Isolation and characterization of novel bacterial strains for integrated solar-bioelectrokinetic of soil contaminated with heavy petroleum hydrocarbons
- Additional Document Info
- View All
This study investigated the isolation and characterization of three novel bacterial strains; Acinetobacter calcoaceticus, Sphingobacterium multivorum, and Sinorhizobium, isolated form agriculture land. From three hundred strains of bacteria, the three isolates were identified for their superior diesel degradation ability by a series of bench-scale tests. The isolates were further investigated in bench tests for their ability to grow in different diesel fuel concentrations, temperature and pH; degrade diesel fuel in vitro; and for the identification of functional genes.
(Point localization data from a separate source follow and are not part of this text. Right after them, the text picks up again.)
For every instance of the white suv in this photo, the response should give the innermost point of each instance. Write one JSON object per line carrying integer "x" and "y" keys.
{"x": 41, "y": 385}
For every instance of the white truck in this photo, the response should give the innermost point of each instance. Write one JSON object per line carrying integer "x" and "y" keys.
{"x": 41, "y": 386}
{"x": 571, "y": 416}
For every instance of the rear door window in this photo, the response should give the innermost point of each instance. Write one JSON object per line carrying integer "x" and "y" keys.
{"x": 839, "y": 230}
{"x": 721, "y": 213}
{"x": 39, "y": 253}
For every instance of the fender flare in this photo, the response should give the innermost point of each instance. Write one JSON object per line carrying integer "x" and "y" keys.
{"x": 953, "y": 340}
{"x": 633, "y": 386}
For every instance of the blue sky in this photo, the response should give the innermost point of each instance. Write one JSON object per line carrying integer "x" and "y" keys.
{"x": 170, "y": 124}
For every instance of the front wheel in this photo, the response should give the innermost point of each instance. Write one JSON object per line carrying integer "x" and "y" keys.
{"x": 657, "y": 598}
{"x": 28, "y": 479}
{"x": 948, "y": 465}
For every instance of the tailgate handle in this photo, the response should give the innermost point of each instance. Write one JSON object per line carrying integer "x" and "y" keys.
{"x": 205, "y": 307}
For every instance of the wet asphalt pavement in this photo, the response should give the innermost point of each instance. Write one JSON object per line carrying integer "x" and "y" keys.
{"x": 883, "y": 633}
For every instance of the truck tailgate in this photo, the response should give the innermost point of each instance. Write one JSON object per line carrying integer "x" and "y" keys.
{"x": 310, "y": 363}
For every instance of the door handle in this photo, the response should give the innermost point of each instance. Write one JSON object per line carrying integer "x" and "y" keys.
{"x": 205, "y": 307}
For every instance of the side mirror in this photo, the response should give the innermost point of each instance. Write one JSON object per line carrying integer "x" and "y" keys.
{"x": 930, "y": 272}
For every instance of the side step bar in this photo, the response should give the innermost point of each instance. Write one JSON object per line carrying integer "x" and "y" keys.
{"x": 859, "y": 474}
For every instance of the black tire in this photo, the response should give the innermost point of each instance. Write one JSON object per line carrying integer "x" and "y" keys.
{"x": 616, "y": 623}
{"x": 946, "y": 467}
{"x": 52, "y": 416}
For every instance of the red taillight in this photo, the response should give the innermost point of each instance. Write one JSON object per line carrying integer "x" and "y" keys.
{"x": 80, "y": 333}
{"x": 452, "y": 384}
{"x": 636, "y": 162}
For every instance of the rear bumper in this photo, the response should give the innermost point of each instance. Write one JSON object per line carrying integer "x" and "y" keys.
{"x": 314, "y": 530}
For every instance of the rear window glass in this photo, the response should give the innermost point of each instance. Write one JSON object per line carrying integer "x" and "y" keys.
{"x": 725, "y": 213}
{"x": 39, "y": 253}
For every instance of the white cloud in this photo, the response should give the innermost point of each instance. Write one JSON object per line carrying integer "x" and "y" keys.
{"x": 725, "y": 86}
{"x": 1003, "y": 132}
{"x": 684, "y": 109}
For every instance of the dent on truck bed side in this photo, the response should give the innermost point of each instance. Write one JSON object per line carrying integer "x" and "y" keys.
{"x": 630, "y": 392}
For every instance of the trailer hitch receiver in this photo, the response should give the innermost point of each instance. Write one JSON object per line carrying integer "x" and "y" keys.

Semi-pilot bioelectrokinetic tests were conducted in three electrokinetic cells. An innovative electrode configuration was adopted to stabilize the soil pH and water content during the test. The genes expressed in the diesel degradation process including Lipases enzymes Lip A, LipB, Alk-b2, rubA, P450, and 1698/2041 were detected in the three isolates. The results showed that the solar panel voltage output is in agreement with the trapezoid model. The temperatures in the cells were found to be 5-7 °C higher than the ambient temperature. The electrode configuration succeeded in stabilizing the soil pH and water content, preventing the development of a pH gradient, important progress for the survival of bacteria. The diesel degradation in the soil after bioelectrokinetic tests were 20-30%, compared to 10-12% in the controls. The study succeeded in developing environmentally friendly technology employing novel bacterial strains to degrade diesel fuel and utilizing solar panels to produce renewable energy for bioelectrokinetics during the winter season.